All of these groups were discussing comics—frequently, the exact same ones—but the specifics of the dialogue were noticeably different. The message boards tended to look at issues more emotionally (“I really liked where...”), my site tried to stay more factual and apply objective standards to stories (“The framing structure glossed over key story beats...”), the Marvel Chronology Project focused almost exclusively on temporal placements (“The flashback scene must have happened after the previous issue because...”), and local shop discussions had a business-centric flavor (“Marvel is going to increase sales dramatically by...”). All of these disparate tribes contributed to the larger group of Fantastic Four fans, which also helped contribute to the larger group of Marvel fans, but that’s still only a small sampling of all comic book fans. You can begin to see the interlocking circles as you look at each of the properties that each publisher works with.

Also during this period, I began reading other types of comics with interest. Some were merely based on larger genre considerations, while others were to see variations and/or innovations in the actual storytelling form of comics. Regardless of the reasons, though, I was reading and enjoying books that were generally not being even noticed, much less read, by most of the people I was interacting with.

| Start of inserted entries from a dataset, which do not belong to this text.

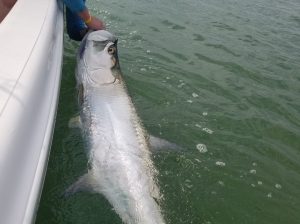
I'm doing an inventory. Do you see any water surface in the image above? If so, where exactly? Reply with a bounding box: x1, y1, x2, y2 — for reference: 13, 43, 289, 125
36, 0, 300, 224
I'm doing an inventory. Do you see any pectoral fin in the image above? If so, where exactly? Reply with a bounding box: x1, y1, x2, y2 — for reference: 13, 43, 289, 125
148, 135, 183, 151
64, 173, 94, 197
68, 115, 82, 128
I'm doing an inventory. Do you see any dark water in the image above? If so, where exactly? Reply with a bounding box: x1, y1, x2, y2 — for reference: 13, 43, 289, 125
36, 0, 300, 224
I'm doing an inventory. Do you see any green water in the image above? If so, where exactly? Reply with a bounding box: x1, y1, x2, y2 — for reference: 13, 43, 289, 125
36, 0, 300, 224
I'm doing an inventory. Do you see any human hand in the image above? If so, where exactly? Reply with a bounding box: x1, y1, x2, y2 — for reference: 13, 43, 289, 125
86, 16, 105, 30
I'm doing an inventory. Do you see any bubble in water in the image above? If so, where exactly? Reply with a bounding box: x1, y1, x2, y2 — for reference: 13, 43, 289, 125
196, 144, 207, 153
177, 83, 185, 88
267, 192, 272, 198
218, 180, 225, 186
192, 93, 199, 98
216, 161, 226, 167
195, 124, 201, 128
202, 128, 214, 135
257, 181, 262, 185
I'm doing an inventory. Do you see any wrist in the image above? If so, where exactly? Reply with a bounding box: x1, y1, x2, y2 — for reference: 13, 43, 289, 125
78, 8, 92, 25
84, 15, 92, 25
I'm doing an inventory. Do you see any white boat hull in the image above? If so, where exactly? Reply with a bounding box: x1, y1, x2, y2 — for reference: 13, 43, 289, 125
0, 0, 63, 224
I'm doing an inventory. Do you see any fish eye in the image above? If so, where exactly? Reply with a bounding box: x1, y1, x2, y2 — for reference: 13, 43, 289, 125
107, 46, 116, 55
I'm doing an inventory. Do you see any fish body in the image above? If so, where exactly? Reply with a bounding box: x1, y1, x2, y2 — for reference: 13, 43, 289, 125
68, 30, 165, 224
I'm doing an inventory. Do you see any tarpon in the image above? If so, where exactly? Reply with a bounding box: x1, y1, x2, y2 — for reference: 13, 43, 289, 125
66, 30, 165, 224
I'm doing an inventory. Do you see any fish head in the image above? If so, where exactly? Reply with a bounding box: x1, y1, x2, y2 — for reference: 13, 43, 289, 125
79, 30, 121, 85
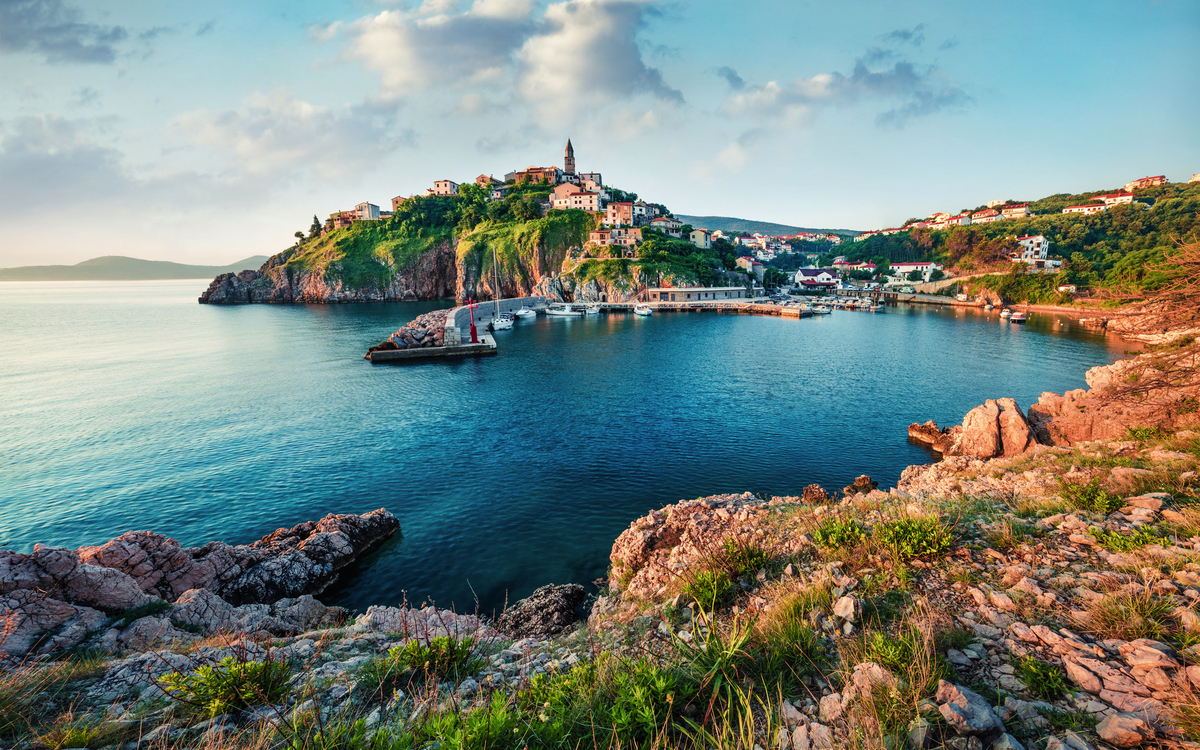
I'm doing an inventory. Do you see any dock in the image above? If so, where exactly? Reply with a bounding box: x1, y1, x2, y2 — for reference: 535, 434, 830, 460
371, 334, 497, 365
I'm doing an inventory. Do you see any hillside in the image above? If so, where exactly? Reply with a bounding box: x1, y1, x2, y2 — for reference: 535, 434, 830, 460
0, 256, 266, 281
839, 182, 1200, 305
676, 214, 862, 235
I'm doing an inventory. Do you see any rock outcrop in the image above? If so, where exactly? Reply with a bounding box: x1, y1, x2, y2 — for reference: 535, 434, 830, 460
0, 509, 400, 654
499, 583, 587, 638
199, 242, 458, 305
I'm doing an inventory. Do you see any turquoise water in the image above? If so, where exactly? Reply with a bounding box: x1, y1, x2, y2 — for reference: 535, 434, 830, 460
0, 281, 1121, 611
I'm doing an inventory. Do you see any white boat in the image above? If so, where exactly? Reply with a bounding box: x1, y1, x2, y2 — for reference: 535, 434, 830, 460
492, 312, 517, 331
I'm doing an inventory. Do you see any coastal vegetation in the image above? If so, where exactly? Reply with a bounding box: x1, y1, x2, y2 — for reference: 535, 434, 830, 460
822, 182, 1200, 304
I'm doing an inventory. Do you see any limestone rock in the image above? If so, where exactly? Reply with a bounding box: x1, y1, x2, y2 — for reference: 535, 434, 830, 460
1096, 714, 1154, 748
499, 583, 587, 638
934, 679, 1004, 734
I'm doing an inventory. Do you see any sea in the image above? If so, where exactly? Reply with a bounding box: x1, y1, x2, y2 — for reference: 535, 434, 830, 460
0, 280, 1128, 613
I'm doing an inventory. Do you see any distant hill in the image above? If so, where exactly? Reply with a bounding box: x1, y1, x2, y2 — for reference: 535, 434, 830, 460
676, 214, 860, 235
0, 256, 266, 281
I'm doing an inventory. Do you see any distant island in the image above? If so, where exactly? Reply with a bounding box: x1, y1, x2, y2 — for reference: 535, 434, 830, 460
676, 214, 859, 236
0, 256, 266, 281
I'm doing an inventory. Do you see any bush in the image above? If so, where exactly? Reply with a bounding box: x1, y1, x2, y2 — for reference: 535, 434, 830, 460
1090, 527, 1171, 552
684, 570, 733, 611
875, 517, 954, 559
725, 539, 770, 577
388, 636, 485, 682
158, 656, 292, 716
1060, 479, 1124, 515
812, 518, 866, 550
113, 599, 170, 628
1016, 656, 1067, 701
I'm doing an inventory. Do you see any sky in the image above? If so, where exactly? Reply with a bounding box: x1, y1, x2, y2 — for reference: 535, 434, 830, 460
0, 0, 1200, 266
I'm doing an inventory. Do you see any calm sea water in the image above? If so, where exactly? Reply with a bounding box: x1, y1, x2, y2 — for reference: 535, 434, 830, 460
0, 281, 1122, 611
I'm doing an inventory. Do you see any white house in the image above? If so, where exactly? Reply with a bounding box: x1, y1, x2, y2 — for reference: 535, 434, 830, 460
1013, 234, 1050, 265
1062, 203, 1109, 216
794, 269, 838, 292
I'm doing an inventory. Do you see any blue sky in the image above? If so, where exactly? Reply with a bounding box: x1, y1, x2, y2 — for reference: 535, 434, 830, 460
0, 0, 1200, 266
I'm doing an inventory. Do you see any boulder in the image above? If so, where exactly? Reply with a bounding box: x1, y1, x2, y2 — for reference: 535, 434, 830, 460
934, 679, 1004, 736
499, 583, 587, 638
1096, 714, 1154, 748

If I wanted to have any sort of interactions connected to these other books, I needed to join other circles of comic book fans. I initiated a column for a magazine focused on a single creator, Jack Kirby; I signed up for an academic comic listserv (a discussion group using an automated email system); I began talking with comic creators at conventions who expressly did not work in the superhero genre; I started blogging and interacting with other comic bloggers whose interests were also not exclusive to superheroes.

I, and people like myself, provided something of a bridge between fans of superhero comics and fans of other types of comics. While there often is a marked difference between a typical Batman fan and a typical Naruto fan, they are not necessarily mutually exclusive and both contribute to the overall body of comic fandom. Each defines him- or herself as a comic book fan and are both correct in doing so. They have characteristics that they identify in themselves which match what they believe are prototypical for a comic book fan, and it’s that self-categorization that I’ll address next.